Longer runway at Dunedin Airport

Once again, we are relying on the concept "build and they will come"... as a city with a small population, planes flying in and out also require the residents to be also using its services. Dunedin does not have the population, nor does its residents have the dollars to travel many times. Even the Otago Southland Employers Association CEO has agreed that the City Councillors have not followed thru properly with the City strategy... CHCH and Queenstown have well established airports. Let's not rely on Dunedinites filling the planes up. One thing worries me again is that Richard Walls is involved in this as well...

Runway extension

A runway extension allowing 747s to land is a great idea! It would be great if the airport becomes our Shannon Airport (in Limerick, Ireland) and the Taieri plain become a high-technology industrial park where firms like Intel, Dell etc establish research plants here.
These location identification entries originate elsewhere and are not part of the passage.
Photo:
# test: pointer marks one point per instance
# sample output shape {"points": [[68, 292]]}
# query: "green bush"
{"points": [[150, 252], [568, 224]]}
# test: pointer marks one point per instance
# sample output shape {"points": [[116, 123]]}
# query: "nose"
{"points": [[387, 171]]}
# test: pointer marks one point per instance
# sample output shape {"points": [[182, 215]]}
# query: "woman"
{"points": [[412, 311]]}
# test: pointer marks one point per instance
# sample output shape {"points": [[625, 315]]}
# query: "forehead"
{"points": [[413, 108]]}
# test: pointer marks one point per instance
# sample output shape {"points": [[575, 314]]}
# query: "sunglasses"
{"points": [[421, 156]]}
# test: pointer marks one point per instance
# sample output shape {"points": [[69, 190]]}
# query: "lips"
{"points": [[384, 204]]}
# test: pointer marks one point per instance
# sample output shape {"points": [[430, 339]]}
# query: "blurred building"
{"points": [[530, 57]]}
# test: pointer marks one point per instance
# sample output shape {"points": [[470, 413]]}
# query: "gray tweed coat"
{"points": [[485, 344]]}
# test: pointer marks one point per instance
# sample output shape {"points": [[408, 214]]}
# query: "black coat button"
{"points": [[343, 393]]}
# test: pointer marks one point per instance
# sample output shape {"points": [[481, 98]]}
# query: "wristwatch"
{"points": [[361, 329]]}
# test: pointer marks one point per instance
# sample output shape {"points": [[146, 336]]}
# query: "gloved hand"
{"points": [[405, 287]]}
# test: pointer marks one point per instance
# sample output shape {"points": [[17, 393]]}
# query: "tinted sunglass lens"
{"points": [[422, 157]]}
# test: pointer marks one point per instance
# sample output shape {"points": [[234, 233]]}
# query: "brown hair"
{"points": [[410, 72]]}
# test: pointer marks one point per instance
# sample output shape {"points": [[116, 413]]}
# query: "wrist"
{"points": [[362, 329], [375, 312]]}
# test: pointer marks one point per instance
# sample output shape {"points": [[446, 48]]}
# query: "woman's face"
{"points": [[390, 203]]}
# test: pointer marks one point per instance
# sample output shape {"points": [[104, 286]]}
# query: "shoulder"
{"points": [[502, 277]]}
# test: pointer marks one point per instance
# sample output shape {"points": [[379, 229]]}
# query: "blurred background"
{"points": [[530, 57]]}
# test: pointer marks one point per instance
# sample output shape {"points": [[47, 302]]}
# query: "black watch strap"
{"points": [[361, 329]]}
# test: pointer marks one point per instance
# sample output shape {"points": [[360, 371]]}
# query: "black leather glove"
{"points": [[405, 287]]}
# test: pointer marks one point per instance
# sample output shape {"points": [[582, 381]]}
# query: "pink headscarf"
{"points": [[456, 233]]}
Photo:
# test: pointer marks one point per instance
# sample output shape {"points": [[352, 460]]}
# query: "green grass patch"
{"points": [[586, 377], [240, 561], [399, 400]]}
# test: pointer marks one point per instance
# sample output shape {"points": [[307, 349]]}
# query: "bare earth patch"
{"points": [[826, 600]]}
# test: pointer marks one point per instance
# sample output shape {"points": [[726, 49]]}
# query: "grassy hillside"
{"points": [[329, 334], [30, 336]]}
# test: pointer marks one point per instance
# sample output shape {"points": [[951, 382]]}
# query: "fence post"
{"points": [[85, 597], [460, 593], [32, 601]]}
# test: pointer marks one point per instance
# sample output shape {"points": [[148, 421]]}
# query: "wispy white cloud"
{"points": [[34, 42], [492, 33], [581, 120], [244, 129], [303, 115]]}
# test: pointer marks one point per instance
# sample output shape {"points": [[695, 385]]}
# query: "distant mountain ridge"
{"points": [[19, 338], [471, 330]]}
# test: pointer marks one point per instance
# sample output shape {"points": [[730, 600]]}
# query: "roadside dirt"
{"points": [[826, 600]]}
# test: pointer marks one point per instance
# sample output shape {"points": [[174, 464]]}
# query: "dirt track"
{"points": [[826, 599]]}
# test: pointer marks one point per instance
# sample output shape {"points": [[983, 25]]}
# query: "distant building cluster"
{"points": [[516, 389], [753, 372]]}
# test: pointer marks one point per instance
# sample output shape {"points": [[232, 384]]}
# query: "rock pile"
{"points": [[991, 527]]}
Limerick has a very similar socio-economic and cultural status status. It has only 90000 inhabitants, so I think if Limerick can do it, why can't we? I would also be excited about the prospect for a Dunedin-Shanghai flight, as Shanghai is our sister city. I would be glad if Limerick also becomes our sister city (I was surprised to learn that it hasn't been so already). Then perhaps we will have the Limerick - Shanghai - Dunedin flight operated by Aer Lingus, (if Aer Lingus extends their service to Asia), or Air New Zealand, or most likely, Air China or China Eastern Airlines.......

Lengthened runway

Hats-off to 'Mayor Tim'and his team for their magnanimous and public-spirited gesture in providing a place for flights to divert-to, when Queenstown Airport is closed due to weather conditions. However, for those whose powers of recall extend beyond 'sound-bites' and what was deemed to be newsworthy the day before yesterday, I distinctly recall the self-same 'Mayor Tim' gushing effusively at the time of Invercargill Airport's runway extension, that the work was carried-out on a premise by the local business community, that 'No trip to Queenstown and The Lakes could possibly be considered complete without a day or two spent, coming or going, sampling the many delights of Invercargill' and, I guess, Southland generally. So Southland, Dunedin hasn't a monopoly on 'spin', after-all.